Maternal diet can reduce future cancer risk in offspring, OSU biochemist David Williams has found in studies with mice. In humans, cancer is second only to accidents as a cause of childhood deaths.
Cancer may begin, and could be won or lost, well before we are born. The battle may, in fact, have started with what our mothers ate. By shedding new light on the power of diet to influence the health of offspring, David Williams and a research team at OSU’s Linus Pauling Institute may offer new ways to protect future generations.
Williams and colleagues in the institute’s Cancer Chemoprotection Program have specialized in natural dietary compounds.
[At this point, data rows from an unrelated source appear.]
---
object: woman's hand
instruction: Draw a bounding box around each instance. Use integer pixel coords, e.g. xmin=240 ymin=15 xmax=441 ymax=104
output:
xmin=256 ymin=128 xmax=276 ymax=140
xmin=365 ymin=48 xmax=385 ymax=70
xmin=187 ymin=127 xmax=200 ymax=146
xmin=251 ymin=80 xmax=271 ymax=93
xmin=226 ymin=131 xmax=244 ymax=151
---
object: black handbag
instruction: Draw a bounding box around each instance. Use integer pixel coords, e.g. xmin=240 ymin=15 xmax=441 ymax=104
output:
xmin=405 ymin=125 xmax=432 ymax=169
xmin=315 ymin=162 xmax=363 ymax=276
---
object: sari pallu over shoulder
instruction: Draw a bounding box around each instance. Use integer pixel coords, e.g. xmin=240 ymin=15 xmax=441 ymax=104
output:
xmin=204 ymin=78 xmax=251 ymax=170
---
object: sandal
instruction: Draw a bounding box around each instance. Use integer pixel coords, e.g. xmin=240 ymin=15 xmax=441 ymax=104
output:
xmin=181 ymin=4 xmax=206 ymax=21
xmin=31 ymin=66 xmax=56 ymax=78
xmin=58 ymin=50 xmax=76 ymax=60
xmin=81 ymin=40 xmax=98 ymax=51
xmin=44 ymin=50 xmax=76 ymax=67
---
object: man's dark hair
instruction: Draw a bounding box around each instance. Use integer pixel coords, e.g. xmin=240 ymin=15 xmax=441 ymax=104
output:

For example, they have shown that chlorophyllin, a derivative of chlorophyll, can cut the rate of liver and other cancers in humans. In recent years, they have turned to chemicals that can cross the placental barrier and affect the health of children. Last fall, they reported that a chemical found in cruciferous vegetables (broccoli, cabbage, kale and their relatives) and fed to pregnant mice cut the rate of some cancers in their offspring.
It was the first demonstration that the compound (indole–3–carbinol) can confer such protection. And the benefit was long–lasting. Reductions in the cancer rate lasted well into the rodents’ middle age.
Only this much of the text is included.